Well, they helped Kingston launch a very strong product
It runs Linux, with a compressed kernel image.
Looks like real mode disk access, registry hives, antivirus and such do slow Windows boot times.
I would prefer to see the product benchmarked and compared on price..and then let us decide how we are going to spend our money.
Keep them coming. =)
Now I have the urge to go buy a 256GB SLC drive and play flaming baseball with it... I probably shouldn't...
1. Apploading is NOT sequential, it has a high ammount of random reads. This is why SSDs are so much faster than harddrives at it. You can see this in PCmark vantage, where harddrives get 4-10MB/s in apploading, and SSDs go from 80-160MB/s.
2. Booting from an SSD over USB 3.0 is wastefull. Most SSDs support NCQ, and get 3-8x higher random read IOPS when NCQ is active, and this is noticable in everyday use. USB 3.0 does NOT support NCQ.

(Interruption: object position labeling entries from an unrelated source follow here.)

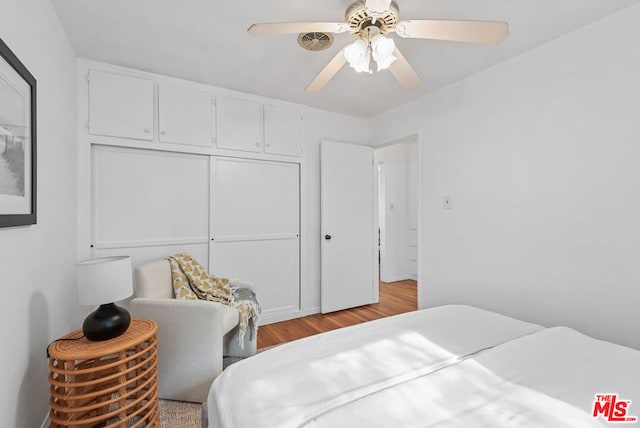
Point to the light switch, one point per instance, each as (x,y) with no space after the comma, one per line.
(446,202)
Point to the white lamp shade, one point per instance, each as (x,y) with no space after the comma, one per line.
(357,55)
(382,51)
(104,280)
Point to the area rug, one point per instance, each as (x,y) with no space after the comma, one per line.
(179,414)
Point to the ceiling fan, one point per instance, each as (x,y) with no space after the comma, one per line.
(369,21)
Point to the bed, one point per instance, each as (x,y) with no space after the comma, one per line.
(450,366)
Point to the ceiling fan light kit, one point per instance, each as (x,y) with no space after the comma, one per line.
(368,21)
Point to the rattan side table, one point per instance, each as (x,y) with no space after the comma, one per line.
(113,383)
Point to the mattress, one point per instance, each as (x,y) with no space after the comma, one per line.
(451,366)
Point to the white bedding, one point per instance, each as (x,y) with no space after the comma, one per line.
(452,366)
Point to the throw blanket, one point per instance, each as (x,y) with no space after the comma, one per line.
(191,281)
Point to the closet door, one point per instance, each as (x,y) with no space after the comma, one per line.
(255,224)
(149,204)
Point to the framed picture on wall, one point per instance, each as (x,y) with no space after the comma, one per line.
(17,141)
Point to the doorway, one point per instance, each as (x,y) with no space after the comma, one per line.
(397,182)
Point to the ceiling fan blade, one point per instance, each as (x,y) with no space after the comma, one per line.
(268,29)
(459,31)
(377,6)
(403,72)
(327,72)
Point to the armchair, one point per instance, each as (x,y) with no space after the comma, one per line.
(193,336)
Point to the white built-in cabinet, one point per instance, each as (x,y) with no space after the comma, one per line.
(124,106)
(249,126)
(283,130)
(185,115)
(239,124)
(120,105)
(192,169)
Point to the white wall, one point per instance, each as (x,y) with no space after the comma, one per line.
(37,262)
(540,155)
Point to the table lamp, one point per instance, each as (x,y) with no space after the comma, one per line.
(101,282)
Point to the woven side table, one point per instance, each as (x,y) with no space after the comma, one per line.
(113,383)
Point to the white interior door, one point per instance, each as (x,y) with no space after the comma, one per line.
(347,211)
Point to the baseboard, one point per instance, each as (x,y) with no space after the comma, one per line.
(310,311)
(396,278)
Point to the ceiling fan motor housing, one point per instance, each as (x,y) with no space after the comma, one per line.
(315,41)
(359,19)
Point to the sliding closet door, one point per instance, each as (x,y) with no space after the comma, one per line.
(149,204)
(255,224)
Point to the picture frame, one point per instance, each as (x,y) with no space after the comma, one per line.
(18,111)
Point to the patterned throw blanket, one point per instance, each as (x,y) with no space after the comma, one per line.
(191,281)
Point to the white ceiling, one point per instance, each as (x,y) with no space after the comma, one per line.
(206,41)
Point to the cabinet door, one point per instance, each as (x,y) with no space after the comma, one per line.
(239,124)
(120,106)
(185,115)
(283,130)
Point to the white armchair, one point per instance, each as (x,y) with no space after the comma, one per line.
(193,336)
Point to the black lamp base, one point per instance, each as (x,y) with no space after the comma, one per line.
(106,322)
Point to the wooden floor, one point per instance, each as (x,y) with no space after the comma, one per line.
(395,298)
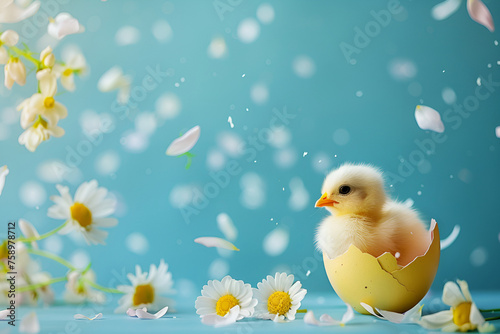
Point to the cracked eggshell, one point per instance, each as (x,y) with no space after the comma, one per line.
(379,282)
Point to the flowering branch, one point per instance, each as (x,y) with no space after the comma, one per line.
(40,285)
(52,257)
(102,288)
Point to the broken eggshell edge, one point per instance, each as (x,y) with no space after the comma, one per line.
(379,282)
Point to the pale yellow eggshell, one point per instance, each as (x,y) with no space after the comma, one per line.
(379,282)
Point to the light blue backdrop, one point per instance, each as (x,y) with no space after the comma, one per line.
(374,110)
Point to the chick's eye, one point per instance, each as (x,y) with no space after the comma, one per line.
(344,190)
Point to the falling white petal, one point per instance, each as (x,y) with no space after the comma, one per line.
(64,24)
(143,314)
(133,312)
(226,226)
(445,9)
(428,119)
(215,242)
(185,142)
(13,12)
(445,243)
(265,13)
(82,317)
(411,316)
(218,321)
(217,48)
(4,171)
(480,13)
(29,324)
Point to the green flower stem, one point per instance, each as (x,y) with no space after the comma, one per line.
(491,310)
(43,236)
(40,285)
(52,257)
(27,55)
(100,287)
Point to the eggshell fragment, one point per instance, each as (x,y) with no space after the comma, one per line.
(359,277)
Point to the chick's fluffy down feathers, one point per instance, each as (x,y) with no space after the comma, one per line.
(368,219)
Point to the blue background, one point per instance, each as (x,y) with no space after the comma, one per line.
(458,184)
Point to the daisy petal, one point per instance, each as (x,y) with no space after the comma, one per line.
(486,328)
(475,316)
(445,9)
(464,287)
(143,314)
(436,320)
(185,142)
(82,317)
(428,119)
(215,242)
(29,231)
(480,13)
(29,324)
(279,319)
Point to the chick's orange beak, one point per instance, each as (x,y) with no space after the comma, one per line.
(325,201)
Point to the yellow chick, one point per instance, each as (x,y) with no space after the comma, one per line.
(363,215)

3. You say Windows 7 requires minimum 16GB to install, wich is true. The PARTITION must be minimum 16GB for the installer to allow it to be selected, however you can reduce the size needed for windows a lot. My windows folder is 13,5GB, and even with 20+ apps installed (MS and Open office suites included) i still use less than 20GB on my C: partition.
The need for a pagefile is reverse proportional to your ammount of RAM, if you have 4GB or more RAM you can safely deactivate it for normal general computer usage and save a lot of space.
I think you mean "migration" software. Although mitigation software could be really useful for resolving hardware errors. ;-)
The Kingston videos are fun. Start here: http://www.youtube.com/watch?v=udJ8TzvJne8
This dude IS wright. And that old nt filesystem isn't helping either.
If you optimize X startup, use a different kernel start-up event manager, you can get below 10 seconds startup time with a netbook.
True... it looks like they avoided answering the question and they just talked about the difference in speed (again!).